Immunotherapy is a valuable resource in the prophylactic treatment of patients with life-threatening allergies, or whose allergic disease does not respond to other medication. Although initially expensive, immunotherapy can prevent a symptomatic allergic response for many years, and may prevent the development of additional allergic conditions, so its wider use could potentially result in significant long-term savings for the NHS. We recommend that NICE should conduct a full cost-benefit analysis of the potential health, social and economic value of immunotherapy treatment. [pg 81, pdf.]
This is a comprehensive and fine report with many important recommendations that I shall explore in other posts (not least, the importance of food-labelling; the call for responsible professionals and charities to stop endorsing direct to consumer allergy and intolerance tests and an outline plan to set up a national network of specialist allergy centres).

However, one dispiriting note is that the HoL Committee can only make recommendations. The National Allergy Strategy Group (NASG) represents clinicians working in the field of allergy, and cautions that this is the fourth national report highlighting deficiencies and the Department of Health has failed to act on any of them despite increasing evidence of the marked increase in allergies in the UK. The NASG representative said:
Health Ministers must act now.

Unless health authorities and trusts are directed to develop services and funding is identified, patient care will not improve.

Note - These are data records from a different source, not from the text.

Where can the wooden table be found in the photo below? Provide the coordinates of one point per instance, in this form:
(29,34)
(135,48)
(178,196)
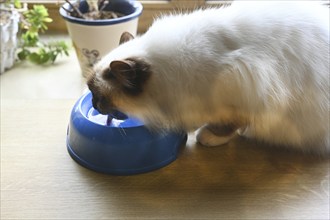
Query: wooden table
(241,180)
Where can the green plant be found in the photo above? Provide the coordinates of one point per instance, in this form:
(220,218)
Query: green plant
(35,22)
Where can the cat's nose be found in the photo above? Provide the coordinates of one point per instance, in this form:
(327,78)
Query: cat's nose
(94,103)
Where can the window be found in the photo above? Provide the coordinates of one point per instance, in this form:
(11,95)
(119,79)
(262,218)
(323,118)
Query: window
(151,9)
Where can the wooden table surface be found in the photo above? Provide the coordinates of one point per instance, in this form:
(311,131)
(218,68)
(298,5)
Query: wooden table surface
(241,180)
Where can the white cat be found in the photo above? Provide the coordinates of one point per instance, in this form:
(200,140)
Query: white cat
(260,68)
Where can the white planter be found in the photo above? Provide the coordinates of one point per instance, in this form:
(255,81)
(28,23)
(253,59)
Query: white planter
(8,34)
(94,39)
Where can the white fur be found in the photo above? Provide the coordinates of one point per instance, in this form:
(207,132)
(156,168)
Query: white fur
(264,65)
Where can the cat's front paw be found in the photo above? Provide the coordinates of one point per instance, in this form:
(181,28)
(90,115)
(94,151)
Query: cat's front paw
(208,137)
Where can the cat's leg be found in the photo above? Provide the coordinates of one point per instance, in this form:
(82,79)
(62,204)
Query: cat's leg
(215,134)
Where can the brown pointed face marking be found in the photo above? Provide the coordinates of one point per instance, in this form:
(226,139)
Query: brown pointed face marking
(123,79)
(120,82)
(129,75)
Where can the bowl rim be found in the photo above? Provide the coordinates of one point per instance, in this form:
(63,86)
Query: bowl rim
(79,105)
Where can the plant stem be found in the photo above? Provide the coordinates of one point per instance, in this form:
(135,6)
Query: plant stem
(81,15)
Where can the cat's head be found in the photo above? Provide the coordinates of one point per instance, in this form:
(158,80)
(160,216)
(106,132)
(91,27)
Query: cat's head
(149,80)
(118,82)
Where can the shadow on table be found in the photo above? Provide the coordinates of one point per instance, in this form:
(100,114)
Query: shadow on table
(242,179)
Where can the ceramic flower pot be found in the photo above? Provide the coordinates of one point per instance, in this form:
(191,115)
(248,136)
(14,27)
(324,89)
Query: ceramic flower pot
(92,39)
(8,44)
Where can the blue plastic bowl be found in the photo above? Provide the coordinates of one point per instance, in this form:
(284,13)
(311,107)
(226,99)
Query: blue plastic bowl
(123,147)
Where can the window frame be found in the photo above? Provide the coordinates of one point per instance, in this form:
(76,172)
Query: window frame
(151,10)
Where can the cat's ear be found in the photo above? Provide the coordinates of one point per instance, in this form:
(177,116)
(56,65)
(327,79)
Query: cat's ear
(130,74)
(126,36)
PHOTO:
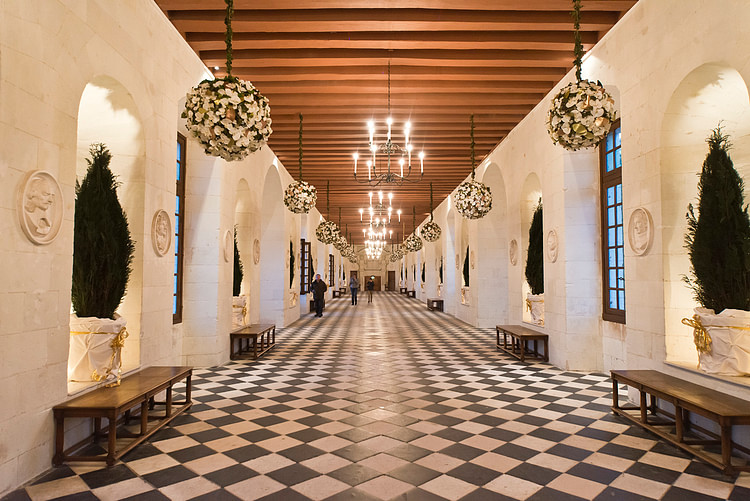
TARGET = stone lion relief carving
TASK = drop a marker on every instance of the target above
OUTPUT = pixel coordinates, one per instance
(40, 207)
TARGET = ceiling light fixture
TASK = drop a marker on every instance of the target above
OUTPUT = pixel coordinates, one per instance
(379, 172)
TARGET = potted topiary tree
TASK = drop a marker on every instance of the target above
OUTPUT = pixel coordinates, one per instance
(239, 302)
(102, 258)
(535, 267)
(718, 243)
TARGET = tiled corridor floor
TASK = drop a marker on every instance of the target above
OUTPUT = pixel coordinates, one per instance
(390, 401)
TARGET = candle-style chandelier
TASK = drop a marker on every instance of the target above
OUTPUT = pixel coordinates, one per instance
(381, 171)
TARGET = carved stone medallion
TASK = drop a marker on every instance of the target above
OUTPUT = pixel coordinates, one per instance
(40, 207)
(161, 232)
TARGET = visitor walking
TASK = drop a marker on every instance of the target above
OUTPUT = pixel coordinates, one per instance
(354, 286)
(319, 291)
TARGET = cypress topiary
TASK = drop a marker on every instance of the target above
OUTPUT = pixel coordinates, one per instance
(535, 255)
(718, 238)
(466, 268)
(102, 247)
(291, 264)
(238, 270)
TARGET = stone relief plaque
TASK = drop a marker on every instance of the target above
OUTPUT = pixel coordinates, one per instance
(552, 246)
(161, 232)
(228, 245)
(40, 207)
(256, 251)
(513, 252)
(640, 231)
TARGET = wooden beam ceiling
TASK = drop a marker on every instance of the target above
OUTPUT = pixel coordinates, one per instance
(329, 59)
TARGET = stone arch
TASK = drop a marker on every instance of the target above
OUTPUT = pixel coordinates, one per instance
(531, 193)
(273, 250)
(108, 113)
(709, 94)
(492, 255)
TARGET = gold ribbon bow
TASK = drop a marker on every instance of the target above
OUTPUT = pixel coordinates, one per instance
(701, 338)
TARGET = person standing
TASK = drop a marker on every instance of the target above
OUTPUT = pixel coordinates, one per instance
(354, 287)
(319, 290)
(370, 288)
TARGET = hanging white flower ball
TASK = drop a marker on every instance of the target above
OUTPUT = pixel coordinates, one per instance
(473, 199)
(327, 232)
(430, 231)
(300, 197)
(229, 117)
(581, 115)
(413, 243)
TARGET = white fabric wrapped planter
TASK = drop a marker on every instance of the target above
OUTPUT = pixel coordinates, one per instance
(535, 304)
(96, 349)
(723, 341)
(239, 311)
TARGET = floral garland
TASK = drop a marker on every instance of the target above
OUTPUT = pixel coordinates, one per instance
(430, 231)
(327, 232)
(581, 115)
(582, 112)
(413, 243)
(473, 199)
(228, 116)
(300, 197)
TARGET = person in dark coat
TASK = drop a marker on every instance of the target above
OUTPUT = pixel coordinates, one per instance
(319, 290)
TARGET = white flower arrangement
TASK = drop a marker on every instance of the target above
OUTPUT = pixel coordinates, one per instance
(430, 231)
(340, 243)
(581, 115)
(300, 197)
(473, 199)
(413, 243)
(327, 232)
(229, 117)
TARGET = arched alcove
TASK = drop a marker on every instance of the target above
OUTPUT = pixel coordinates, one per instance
(710, 94)
(107, 113)
(531, 194)
(247, 224)
(492, 255)
(273, 250)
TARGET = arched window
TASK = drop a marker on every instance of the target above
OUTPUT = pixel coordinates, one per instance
(613, 234)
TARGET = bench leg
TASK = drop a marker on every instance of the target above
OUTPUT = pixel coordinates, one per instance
(59, 456)
(112, 442)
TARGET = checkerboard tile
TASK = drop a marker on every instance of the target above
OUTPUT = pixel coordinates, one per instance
(390, 401)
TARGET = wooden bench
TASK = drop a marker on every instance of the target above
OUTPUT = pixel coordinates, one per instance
(685, 397)
(265, 333)
(136, 392)
(520, 337)
(435, 303)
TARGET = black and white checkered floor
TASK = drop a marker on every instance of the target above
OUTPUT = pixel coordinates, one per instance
(391, 401)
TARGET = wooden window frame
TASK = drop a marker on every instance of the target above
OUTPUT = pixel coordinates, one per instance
(305, 265)
(611, 180)
(179, 229)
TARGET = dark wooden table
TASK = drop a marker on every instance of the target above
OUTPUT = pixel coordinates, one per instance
(520, 337)
(685, 397)
(435, 303)
(265, 333)
(136, 391)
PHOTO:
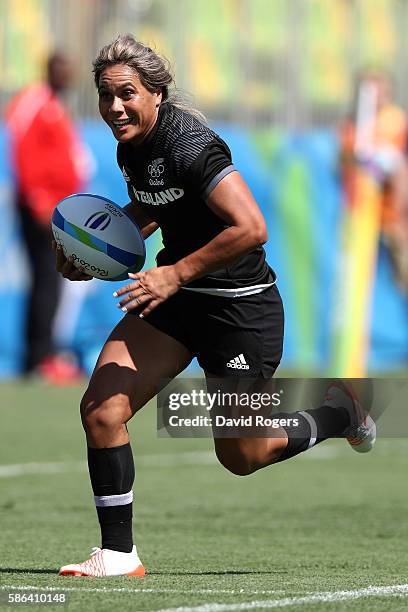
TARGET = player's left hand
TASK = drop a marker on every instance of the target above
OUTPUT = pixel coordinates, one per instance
(149, 289)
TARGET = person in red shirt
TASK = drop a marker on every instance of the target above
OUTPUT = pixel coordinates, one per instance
(47, 159)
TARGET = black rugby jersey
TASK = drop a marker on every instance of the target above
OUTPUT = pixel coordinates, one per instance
(170, 176)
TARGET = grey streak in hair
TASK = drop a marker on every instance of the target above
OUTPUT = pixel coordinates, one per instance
(152, 70)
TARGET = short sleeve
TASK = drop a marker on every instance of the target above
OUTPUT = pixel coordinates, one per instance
(203, 167)
(121, 163)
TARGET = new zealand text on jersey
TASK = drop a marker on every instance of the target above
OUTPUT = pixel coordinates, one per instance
(158, 197)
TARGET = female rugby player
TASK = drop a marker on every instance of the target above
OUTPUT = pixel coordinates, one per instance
(212, 294)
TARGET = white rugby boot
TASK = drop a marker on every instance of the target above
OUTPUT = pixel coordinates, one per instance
(105, 562)
(362, 432)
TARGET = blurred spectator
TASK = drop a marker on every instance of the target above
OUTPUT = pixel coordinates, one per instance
(48, 163)
(375, 136)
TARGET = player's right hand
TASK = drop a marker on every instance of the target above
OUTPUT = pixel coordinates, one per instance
(66, 266)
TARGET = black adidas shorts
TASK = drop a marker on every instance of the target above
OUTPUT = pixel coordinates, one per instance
(229, 336)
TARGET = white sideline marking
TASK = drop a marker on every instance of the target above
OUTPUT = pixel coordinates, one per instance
(163, 460)
(326, 597)
(7, 587)
(371, 591)
(159, 460)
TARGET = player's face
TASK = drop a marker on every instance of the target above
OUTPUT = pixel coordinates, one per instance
(126, 105)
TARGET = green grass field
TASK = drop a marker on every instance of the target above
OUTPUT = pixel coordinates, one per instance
(292, 536)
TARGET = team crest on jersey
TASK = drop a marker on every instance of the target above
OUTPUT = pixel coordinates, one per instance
(155, 169)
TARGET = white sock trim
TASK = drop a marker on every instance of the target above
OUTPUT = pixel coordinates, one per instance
(313, 428)
(102, 501)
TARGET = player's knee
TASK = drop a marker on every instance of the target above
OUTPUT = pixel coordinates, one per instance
(104, 414)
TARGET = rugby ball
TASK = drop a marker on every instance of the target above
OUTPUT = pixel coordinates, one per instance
(99, 236)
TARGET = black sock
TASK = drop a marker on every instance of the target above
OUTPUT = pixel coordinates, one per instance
(311, 427)
(112, 474)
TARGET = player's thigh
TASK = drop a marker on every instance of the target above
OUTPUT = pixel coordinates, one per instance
(134, 364)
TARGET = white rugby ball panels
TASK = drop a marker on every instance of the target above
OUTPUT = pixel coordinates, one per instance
(99, 236)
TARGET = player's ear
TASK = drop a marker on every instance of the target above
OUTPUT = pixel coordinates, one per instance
(159, 98)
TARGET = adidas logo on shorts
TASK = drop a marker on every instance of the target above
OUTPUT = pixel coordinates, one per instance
(238, 363)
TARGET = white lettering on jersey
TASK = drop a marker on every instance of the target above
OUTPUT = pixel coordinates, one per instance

Investment to train more specialists in allergy and to support GP education is needed.

Failure to diagnose and treat allergy is resulting in continuing illness and cost to the NHS.
These clinicians are experts; they have a very clear view of the desperate state of allergy services on the NHS. It is long past time that the Dept. of Health should stop making these people tootle round velodromes; these clinicians deserve better and so do millions of people throughout the UK who need the provision that they recommend.